Quick Review (read on for full review)
An enjoyable, easy to read paranormal story set in a convincing Victorian setting, combined with a solid mystery and a large dose of romance. 4 / 5
Summary (from Goodreads)
Seventeen year-old spirit medium Emily Chambers has a problem. Actually, she has several. As if seeing dead people isn’t a big enough social disadvantage, she also has to contend with an escaped demon and a handsome ghost with a secret past. And then there’s the question of her parentage. Being born an entire year after her father’s death (yes, a year) and without the pale skin of other respectable English ladies, Emily is as much a mystery as the dead boy assigned to her.
Jacob Beaufort’s spirit has been unable to crossover since his death. It might have something to do with the fact he was murdered. Or it might not. All he knows is, he has been assigned by the Otherworld’s administrators to a girl named Emily. A girl who can see and touch him. A girl who released a shape-shifting demon into the mortal realm. Together they must send the demon back before it wreaks havoc on London. It should be a simple assignment, but they soon learn there’s nothing simple when a live girl and a dead boy fall in love.
“Tell me you won’t go, tell me you’ll stay forever, tell me you love me.”
(From The Medium by C. J. Archer)
The Medium has been sitting on my virtual shelf for so many years, that I’ve actually lost count how many it’s been. But, having made sure that I managed to get around to reading the first book in the Glass and Steele series by the same author for last year’s Indie Only Month, (and although that had been on my virtual bookshelf for some time, it hadn’t been as long as The Medium) I was determined to get around to reading this one this year. And I did! Woohoo!

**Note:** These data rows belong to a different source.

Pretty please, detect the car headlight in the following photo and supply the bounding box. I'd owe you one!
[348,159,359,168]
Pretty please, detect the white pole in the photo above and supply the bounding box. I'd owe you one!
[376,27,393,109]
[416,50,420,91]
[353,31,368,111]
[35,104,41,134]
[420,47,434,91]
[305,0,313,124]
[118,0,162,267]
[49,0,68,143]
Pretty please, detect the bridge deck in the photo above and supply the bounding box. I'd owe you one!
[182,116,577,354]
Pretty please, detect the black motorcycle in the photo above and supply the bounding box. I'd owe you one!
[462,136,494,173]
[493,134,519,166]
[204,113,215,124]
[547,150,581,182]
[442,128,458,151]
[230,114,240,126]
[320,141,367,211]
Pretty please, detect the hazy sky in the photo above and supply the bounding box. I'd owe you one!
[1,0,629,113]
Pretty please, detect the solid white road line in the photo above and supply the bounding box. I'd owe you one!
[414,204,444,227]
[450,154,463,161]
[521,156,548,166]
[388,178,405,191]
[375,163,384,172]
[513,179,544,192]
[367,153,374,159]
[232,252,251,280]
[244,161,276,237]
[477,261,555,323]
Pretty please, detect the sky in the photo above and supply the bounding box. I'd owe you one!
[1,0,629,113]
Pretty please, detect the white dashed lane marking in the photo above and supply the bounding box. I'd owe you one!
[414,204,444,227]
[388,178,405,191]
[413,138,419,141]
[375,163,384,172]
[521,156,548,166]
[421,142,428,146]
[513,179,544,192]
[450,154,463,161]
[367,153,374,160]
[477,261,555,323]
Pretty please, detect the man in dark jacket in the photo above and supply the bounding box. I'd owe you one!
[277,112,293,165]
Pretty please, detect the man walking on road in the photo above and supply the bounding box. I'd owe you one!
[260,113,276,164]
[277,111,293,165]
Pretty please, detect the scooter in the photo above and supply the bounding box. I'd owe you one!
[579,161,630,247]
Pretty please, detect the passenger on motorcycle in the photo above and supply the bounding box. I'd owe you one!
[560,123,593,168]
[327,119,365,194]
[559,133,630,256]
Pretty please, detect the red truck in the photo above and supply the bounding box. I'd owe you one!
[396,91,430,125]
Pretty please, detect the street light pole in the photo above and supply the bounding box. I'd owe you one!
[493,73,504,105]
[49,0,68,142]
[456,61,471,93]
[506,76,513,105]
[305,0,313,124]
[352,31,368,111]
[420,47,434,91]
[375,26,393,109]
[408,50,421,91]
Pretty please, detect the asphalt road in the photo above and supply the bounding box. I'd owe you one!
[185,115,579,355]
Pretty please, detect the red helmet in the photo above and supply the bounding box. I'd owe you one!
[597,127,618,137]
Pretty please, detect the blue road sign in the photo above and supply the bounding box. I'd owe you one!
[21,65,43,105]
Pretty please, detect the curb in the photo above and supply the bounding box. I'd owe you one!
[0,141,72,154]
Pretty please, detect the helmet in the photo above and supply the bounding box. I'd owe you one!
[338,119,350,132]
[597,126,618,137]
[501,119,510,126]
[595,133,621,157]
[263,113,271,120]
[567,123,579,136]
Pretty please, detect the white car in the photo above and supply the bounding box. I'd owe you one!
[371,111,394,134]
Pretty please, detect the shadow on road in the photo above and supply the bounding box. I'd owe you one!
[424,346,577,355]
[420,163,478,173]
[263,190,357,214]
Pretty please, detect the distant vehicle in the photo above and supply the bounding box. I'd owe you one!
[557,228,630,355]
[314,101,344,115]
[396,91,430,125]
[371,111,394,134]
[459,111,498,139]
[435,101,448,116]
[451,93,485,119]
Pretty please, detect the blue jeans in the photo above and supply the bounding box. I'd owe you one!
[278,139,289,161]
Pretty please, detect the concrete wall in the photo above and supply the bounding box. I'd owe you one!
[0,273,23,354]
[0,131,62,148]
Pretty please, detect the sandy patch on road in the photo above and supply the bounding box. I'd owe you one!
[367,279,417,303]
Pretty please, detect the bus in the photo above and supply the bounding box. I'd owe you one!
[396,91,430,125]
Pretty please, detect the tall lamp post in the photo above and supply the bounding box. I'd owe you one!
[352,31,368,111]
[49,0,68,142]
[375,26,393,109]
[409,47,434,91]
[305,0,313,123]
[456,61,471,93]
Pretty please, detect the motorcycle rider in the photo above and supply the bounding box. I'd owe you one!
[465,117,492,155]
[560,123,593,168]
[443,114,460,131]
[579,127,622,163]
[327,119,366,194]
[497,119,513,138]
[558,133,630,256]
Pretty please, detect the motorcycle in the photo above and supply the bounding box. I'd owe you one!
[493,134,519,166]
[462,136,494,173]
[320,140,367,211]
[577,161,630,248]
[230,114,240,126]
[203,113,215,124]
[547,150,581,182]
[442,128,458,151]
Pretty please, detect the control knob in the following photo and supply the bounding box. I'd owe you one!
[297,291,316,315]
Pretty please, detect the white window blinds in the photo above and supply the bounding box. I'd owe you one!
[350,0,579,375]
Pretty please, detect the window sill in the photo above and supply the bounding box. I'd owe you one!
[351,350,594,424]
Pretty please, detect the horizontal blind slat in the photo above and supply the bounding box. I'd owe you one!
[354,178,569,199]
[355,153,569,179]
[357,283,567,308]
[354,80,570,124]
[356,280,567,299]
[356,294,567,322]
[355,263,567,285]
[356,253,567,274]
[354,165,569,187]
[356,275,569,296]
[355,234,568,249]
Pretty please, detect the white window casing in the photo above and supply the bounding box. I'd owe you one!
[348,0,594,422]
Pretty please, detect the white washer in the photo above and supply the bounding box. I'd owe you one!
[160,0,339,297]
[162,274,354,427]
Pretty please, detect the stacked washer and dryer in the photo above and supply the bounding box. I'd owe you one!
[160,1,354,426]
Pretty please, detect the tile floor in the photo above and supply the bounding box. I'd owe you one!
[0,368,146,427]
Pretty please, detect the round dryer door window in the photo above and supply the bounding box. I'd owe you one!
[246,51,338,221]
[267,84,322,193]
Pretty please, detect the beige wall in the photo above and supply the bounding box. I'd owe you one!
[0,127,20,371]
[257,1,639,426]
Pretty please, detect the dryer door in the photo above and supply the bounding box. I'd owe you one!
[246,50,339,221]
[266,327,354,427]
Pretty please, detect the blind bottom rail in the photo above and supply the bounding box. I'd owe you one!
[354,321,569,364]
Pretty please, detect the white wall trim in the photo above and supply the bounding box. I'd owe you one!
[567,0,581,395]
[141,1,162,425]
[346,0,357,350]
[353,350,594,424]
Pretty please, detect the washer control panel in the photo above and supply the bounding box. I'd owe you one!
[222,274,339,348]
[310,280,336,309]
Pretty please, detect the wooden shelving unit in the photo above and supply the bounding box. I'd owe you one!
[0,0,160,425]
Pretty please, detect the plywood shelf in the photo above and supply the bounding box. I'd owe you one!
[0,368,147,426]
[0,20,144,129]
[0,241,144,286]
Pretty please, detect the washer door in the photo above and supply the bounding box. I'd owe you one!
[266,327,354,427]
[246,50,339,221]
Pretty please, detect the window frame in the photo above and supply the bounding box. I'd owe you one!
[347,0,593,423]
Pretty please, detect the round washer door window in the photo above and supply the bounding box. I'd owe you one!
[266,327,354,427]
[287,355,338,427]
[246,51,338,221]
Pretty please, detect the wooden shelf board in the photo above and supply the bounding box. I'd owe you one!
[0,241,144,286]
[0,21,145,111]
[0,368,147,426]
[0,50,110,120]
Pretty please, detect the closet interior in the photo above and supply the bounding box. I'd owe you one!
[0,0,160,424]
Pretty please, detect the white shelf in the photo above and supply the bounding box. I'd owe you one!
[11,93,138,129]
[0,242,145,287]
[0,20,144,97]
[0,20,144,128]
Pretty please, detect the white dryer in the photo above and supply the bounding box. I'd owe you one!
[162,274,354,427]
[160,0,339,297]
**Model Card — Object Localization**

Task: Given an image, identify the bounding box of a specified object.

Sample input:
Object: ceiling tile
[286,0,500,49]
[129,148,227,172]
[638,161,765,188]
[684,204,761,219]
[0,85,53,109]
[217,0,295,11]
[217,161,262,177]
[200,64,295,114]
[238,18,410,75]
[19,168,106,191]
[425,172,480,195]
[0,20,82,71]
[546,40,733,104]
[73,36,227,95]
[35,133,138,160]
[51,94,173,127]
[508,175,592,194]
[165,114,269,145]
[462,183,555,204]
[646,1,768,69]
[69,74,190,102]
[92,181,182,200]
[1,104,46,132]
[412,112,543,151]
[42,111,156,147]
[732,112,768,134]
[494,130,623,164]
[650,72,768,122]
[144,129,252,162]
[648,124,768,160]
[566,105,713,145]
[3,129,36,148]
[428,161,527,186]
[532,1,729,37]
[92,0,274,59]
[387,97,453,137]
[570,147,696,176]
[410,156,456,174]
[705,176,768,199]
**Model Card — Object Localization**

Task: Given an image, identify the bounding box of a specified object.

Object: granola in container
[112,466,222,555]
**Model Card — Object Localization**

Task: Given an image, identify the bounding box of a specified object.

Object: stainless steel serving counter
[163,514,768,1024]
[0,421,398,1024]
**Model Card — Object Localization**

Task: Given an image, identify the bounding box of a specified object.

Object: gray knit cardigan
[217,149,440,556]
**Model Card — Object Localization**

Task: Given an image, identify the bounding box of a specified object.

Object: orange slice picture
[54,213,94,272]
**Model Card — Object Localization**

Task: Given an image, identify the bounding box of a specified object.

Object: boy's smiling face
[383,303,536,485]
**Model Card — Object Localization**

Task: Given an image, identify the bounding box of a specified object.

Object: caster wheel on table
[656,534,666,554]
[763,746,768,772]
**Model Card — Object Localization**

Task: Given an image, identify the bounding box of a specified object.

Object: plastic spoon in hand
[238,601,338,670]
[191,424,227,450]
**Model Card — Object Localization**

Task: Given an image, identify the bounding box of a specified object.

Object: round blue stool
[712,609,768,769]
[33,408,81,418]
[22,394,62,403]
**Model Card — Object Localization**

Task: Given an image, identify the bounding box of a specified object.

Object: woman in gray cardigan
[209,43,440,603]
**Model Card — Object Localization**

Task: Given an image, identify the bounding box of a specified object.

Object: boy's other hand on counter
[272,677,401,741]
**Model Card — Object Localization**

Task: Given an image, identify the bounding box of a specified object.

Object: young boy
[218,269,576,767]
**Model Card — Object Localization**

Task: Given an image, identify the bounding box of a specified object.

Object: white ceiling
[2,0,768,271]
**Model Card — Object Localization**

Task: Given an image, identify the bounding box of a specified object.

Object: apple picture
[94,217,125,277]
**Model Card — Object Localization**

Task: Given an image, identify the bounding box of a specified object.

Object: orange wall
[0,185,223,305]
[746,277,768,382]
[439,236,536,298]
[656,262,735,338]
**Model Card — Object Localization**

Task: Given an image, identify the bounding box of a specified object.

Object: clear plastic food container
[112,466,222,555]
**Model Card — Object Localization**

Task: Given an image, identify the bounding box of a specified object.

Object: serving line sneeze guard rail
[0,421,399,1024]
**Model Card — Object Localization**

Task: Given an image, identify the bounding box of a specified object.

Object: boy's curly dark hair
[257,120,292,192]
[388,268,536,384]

On to the review…
The first thing I have to mention is the gorgeous book cover. I love the colours and the font, not to mention the flourishes, but it is the moonlit, fog-swathed view of the Victorian street that really caught my eye – and my imagination.
I liked Emily Chambers for the most part. Sometimes she came across as too childish for my liking, especially when it came to dealing with her older sister, and I did find that a little off-putting, but it wasn’t enough to stop me reading or make me turn against her character. However, I thought she was terribly dismissive of the sensitivities of others when she decided it was her place to reveal news to a family when a ghost had asked her not too. And at that point, I didn’t particularly like her so much.
I did like Jacob. He was convincingly created so you could believe he was this confused, sometimes over-confident, sometimes possibly dangerous young man at a loss as to understand what has befallen him and why he is different from other ghosts.
As for the other characters, they were also very well drawn. I liked Emily’s sister, Celia – she had a lot to put up with from Emily, I thought. The Chamber’s new maid was amusing. My favourite character from the whole book though was probably George, the rich, eccentric demonologist. I hope we get to see him make more appearances in later books.
The love story is one I can invest in. There is an instant attraction / connection between the two leads and it works – sometimes this sort of insta-love doesn’t work, but with these character, and in this setting, I found it acceptable. Also, the romantic plot isn’t perfect, there are plenty of obstacles for them to overcome, which kept me interested.
The mystery aspect of the story was solid, leaving me gripped and engaged enough to need to know how it was going to be resolved. This resolution did seem a little too easy, compared to the path which them there but by the time we reached it, I was probably more interested in wondering where the next book was going to lead, especially in terms of the romantic storyline.
The descriptions of Victorian London ensured I could imagine each and every setting. From the Chamber’s home in Druid’s Lane, to the parlours of those they visited for the seances they conducted, then there was George’s library, the dark, dank streets of Whitechapel, the school for domestic servants…I could envisage them all.
The big question I found myself asking whilst reading (and subsequently after) was, is The Medium better than The Watchmaker’s Daughter? (see my review for the latter here). This sort of comparison usually helps me when I’m struggling to rate a book. I awarded the first book in the Glass and Steele series four out of five stars, and I think The Medium is on a level with that. I enjoyed them both, very much.
The second book in the series is Possession, and I have added it to my ‘books to be bought’ list.